Manually checking progress
The user gets a transcript link and then has to manually visit a dashboard page every ten minutes to see if it's ready, wasting time and forgetting to check.
Instead, let your agent use get_transcription_status. You ask the agent to monitor the job using its ID; you don't have to keep refreshing anything.
Assuming file format compatibility
The user gets a transcript and assumes it will be plain text, only to find they have to manually clean up formatting, speaker labels, and timestamps.
Always confirm the required output format using get_transcription_export. You can specify if you need TXT, SRT, or DOCX right from the start.
Forgetting to track usage
The user runs several large jobs and only realizes they hit their credit limit when the job fails, leaving them stuck.
Before starting a big batch of work, run get_remaining_credits. This ensures you know exactly how much processing power you have left.
When It Fits, When It Doesn't
Use this MCP if your primary input is always an audio file or URL and the goal is structured text output.

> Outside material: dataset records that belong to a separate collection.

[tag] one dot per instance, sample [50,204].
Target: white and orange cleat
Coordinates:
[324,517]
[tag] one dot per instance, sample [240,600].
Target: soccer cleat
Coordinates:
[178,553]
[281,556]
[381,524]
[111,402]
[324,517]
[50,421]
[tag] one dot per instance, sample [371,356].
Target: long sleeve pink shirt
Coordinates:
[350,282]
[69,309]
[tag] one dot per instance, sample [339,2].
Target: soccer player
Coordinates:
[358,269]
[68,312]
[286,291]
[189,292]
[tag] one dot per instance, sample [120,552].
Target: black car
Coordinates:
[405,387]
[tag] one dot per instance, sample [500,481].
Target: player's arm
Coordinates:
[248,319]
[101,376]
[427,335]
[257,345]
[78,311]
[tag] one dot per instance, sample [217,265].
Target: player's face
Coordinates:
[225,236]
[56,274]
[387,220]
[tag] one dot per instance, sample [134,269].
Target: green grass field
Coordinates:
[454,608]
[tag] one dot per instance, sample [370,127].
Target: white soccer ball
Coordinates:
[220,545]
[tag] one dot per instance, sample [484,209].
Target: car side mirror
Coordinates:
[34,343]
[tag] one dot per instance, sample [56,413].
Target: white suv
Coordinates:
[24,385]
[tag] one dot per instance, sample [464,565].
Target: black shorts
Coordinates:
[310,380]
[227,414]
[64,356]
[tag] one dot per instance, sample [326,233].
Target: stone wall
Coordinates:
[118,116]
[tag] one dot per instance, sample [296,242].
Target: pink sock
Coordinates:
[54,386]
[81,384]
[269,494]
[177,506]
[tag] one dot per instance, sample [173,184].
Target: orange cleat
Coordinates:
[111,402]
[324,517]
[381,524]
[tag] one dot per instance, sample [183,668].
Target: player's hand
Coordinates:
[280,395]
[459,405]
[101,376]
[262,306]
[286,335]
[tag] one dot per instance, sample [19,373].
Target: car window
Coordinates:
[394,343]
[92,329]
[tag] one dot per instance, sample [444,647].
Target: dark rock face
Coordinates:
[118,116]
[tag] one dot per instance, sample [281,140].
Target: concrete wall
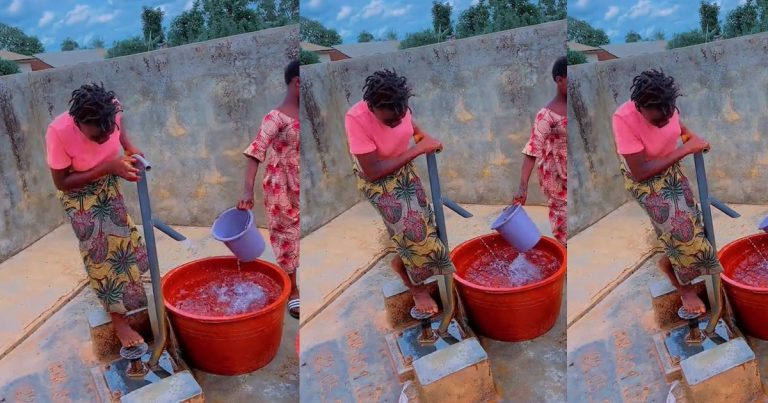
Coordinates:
[725,87]
[191,109]
[479,96]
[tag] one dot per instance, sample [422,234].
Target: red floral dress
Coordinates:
[279,134]
[548,144]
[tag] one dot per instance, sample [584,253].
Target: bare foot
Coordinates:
[128,337]
[424,301]
[691,301]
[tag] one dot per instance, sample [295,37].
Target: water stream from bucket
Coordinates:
[232,293]
[752,270]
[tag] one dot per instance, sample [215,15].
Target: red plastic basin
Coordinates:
[750,304]
[510,314]
[228,345]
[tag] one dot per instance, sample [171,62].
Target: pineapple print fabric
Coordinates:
[111,247]
[668,200]
[279,134]
[402,203]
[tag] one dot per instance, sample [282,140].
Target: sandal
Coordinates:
[293,308]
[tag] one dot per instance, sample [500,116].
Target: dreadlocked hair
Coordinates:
[91,104]
[652,89]
[385,89]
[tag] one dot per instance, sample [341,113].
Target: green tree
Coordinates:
[69,44]
[289,11]
[742,20]
[683,39]
[15,40]
[632,36]
[8,67]
[152,25]
[441,19]
[475,20]
[391,35]
[97,43]
[576,57]
[307,57]
[709,18]
[188,26]
[507,14]
[583,33]
[365,36]
[314,32]
[553,10]
[229,17]
[416,39]
[126,47]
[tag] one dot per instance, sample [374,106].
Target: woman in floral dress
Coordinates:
[549,145]
[647,130]
[279,134]
[83,153]
[380,130]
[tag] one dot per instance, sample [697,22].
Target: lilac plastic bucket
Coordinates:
[235,228]
[517,228]
[764,224]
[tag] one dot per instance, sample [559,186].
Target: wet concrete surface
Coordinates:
[344,352]
[341,251]
[53,363]
[611,355]
[602,256]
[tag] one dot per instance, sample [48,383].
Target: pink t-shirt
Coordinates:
[366,134]
[67,146]
[633,133]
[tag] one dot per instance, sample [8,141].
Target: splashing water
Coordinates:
[233,293]
[753,269]
[508,268]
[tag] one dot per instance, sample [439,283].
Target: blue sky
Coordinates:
[617,18]
[52,21]
[350,17]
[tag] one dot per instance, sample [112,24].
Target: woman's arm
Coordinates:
[641,169]
[67,180]
[375,167]
[251,169]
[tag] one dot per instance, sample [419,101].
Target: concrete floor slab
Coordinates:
[53,363]
[611,353]
[345,358]
[602,256]
[337,254]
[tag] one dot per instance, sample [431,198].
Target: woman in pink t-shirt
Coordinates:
[380,130]
[83,153]
[647,130]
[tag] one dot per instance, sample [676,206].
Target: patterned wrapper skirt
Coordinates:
[668,200]
[111,247]
[402,203]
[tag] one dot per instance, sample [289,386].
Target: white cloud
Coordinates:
[15,6]
[665,12]
[612,12]
[103,18]
[377,8]
[46,19]
[345,12]
[79,14]
[83,13]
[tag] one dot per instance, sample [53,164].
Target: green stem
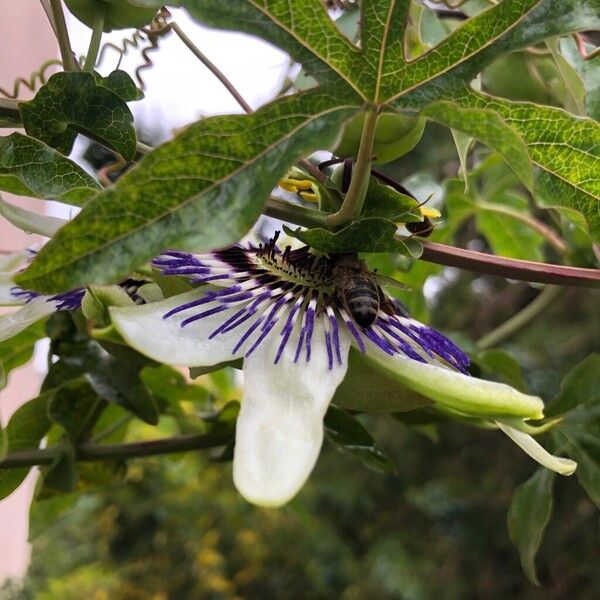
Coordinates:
[62,35]
[293,213]
[106,433]
[211,67]
[97,30]
[450,256]
[520,320]
[96,452]
[355,197]
[554,240]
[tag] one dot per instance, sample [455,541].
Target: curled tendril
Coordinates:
[146,39]
[36,79]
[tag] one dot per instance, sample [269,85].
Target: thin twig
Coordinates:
[211,67]
[48,10]
[552,238]
[480,262]
[96,452]
[97,30]
[516,323]
[511,268]
[62,35]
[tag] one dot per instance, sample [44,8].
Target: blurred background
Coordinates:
[175,528]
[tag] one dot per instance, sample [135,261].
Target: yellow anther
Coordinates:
[309,196]
[301,184]
[287,185]
[432,213]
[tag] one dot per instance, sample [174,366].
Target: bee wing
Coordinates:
[383,280]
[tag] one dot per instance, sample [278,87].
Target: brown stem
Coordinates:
[511,268]
[95,452]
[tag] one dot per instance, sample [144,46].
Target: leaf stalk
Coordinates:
[355,197]
[62,36]
[97,30]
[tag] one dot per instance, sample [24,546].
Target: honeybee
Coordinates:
[359,290]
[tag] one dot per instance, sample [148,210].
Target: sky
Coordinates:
[179,88]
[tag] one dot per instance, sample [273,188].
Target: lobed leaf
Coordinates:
[372,234]
[528,515]
[29,221]
[72,405]
[565,148]
[300,27]
[488,127]
[350,435]
[72,103]
[29,167]
[202,190]
[457,50]
[26,428]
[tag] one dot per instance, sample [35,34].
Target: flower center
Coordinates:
[299,266]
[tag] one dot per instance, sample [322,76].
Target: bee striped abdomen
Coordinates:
[362,301]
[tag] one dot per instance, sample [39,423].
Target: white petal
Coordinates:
[563,466]
[10,262]
[460,392]
[280,425]
[6,298]
[164,340]
[29,221]
[19,320]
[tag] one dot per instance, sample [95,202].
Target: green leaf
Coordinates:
[580,386]
[26,428]
[9,113]
[350,435]
[461,54]
[495,31]
[29,221]
[170,385]
[574,96]
[120,83]
[113,378]
[300,27]
[72,406]
[28,167]
[588,71]
[502,364]
[135,395]
[43,514]
[367,235]
[489,128]
[72,103]
[528,515]
[588,469]
[208,187]
[17,350]
[564,147]
[385,202]
[508,235]
[368,388]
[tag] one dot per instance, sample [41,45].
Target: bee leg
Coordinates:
[385,303]
[391,307]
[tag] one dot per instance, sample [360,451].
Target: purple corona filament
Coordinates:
[264,291]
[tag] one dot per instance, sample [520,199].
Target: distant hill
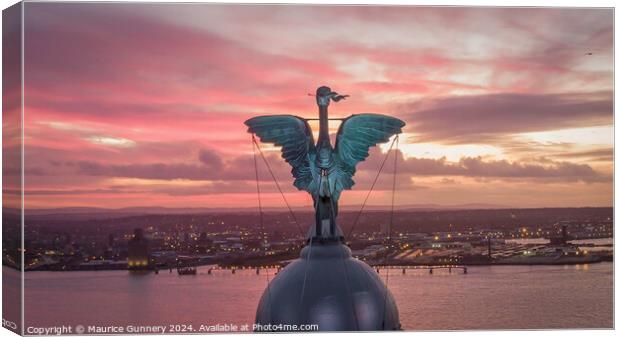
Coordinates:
[85,213]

You need to manage the entire lifecycle: from initiation (transcribe_audio_url) through monitoring (get_transcription_status), to final export (get_transcription_export). Don't use it if you already have perfectly clean, typed articles; in that case, a general LLM agent is enough. If your input is text and you just need a summary or tone analysis, this MCP won't help. This tool is specialized for the audio-to-text pipeline, making it ideal for media production workflows.
Questions you might have
How do I start a new transcription job with Speechnotes MCP? +
You use transcribe_audio_url. You simply instruct your agent to run this tool and provide the URL of the audio file you want converted.
Can I check if my transcript is finished using Speechnotes MCP? +
Yes, you can use get_transcription_status. This allows your agent to poll the system and tell you exactly when the job moves from 'Processing' to 'Complete'.
What if I need to cancel a job? Does Speechnotes MCP have a tool for that? +
Yes, you can use remove_transcription_job. This lets your agent delete the record of a finished or pending job right from your chat interface.
How do I get a transcript in multiple formats with Speechnotes MCP? +
Use get_transcription_export. You just tell your agent which format you need—TXT, DOCX, or SRT—and it handles the file type control.
Does Speechnotes MCP track my usage and credits? +
Absolutely. You can check your remaining funds with get_remaining_credits, or review detailed consumption patterns using get_usage_statistics.